Como avalia o debate sobre racismo no Brasil? Durante anos, o assunto foi tabu na sociedade. Trágicos episódios, como o assassinato de George Floyd, trouxeram o racismo para a pauta de discussões nas redes sociais e na mídia. A democracia racial no Brasil é pura fake news. É preciso sublinhar como o racismo se faz presente no dia a dia.

O reflexo disso é a ausência de negros em ambientes elitizados e em cargos de comando nas empresas, e a esmagadora maioria de negros nas estatísticas negativas ligadas a condições socioeconômicas, abordagens policiais, baixos desempenhos escolares etc. É preciso que essa discussão envolva também as pessoas que não são negras e, portanto, não são vítimas do racismo.

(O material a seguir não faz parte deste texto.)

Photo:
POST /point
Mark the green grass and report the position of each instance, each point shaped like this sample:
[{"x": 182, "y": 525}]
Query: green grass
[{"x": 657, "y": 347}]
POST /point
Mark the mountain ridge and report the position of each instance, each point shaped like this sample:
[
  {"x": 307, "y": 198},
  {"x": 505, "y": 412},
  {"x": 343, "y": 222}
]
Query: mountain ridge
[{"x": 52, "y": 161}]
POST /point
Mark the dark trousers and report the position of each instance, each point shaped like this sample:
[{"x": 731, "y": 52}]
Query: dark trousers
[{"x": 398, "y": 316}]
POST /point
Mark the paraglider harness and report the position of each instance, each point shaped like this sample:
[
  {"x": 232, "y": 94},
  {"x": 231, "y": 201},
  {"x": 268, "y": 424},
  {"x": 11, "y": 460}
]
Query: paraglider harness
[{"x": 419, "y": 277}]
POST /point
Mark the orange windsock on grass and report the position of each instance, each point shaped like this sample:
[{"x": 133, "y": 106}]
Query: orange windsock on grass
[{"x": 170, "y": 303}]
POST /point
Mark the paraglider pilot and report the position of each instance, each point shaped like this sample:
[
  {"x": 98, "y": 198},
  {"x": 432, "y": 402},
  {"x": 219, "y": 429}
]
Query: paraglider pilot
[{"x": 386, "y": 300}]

Existe resistência de pessoas brancas em debater esse tema? Acho que existe, sim. Primeiro, pelo fato de elas não verem tanta importância no debate porque aquilo não as afeta diretamente. Segundo, existe uma percepção da pessoa branca de que ela não comete nenhum ato de racismo, porque ela é bem-intencionada, é uma pessoa legal e tal. E ela não percebe que muitos atos são inconscientes.

Então, a pessoa fica extremamente ofendida quando você aponta uma derrapada racista, e a discussão se desvia para a sensibilidade daquela pessoa e como ela foi afetada pela acusação de racismo mais do que o sujeito que foi massacrado pela questão racial.

As pessoas têm que se despir um pouco e aceitar que a questão não vem delas, mas de uma sociedade em que, até pouco mais de um século, era muito natural as pessoas de pele preta serem mercadoria e não ser humano, em que negro era proibido de ir para escola, de comprar terras e várias outras informações que são muito pouco divulgadas.

As pessoas têm de aceitar que o olhar da sociedade conserva valores e que alguns desses valores devem ser discutidos e derrubados.

Helio de la Peña sentado no chão da sua casa
Helio de la Peña, ator e humorista, em sua casa, no Rio de Janeiro - Foto: Lucas Seixas/Folhapress

Helio Antonio do Couto Filho, 62

Ator e humorista, nasceu na na Vila da Penha, no subúrbio do Rio de Janeiro, e se formou em engenharia de produção na UFRJ (Universidade Federal do Rio de Janeiro). Trabalhou como roteirista do programa TV Pirata e foi idealizador e um dos protagonistas do Casseta & Planeta Urgente. Escreveu e atuou nos filmes "Casseta & Planeta: a Taça do Mundo É Nossa" (2003) e "Casseta & Planeta: Seus Problemas Acabaram" (2006).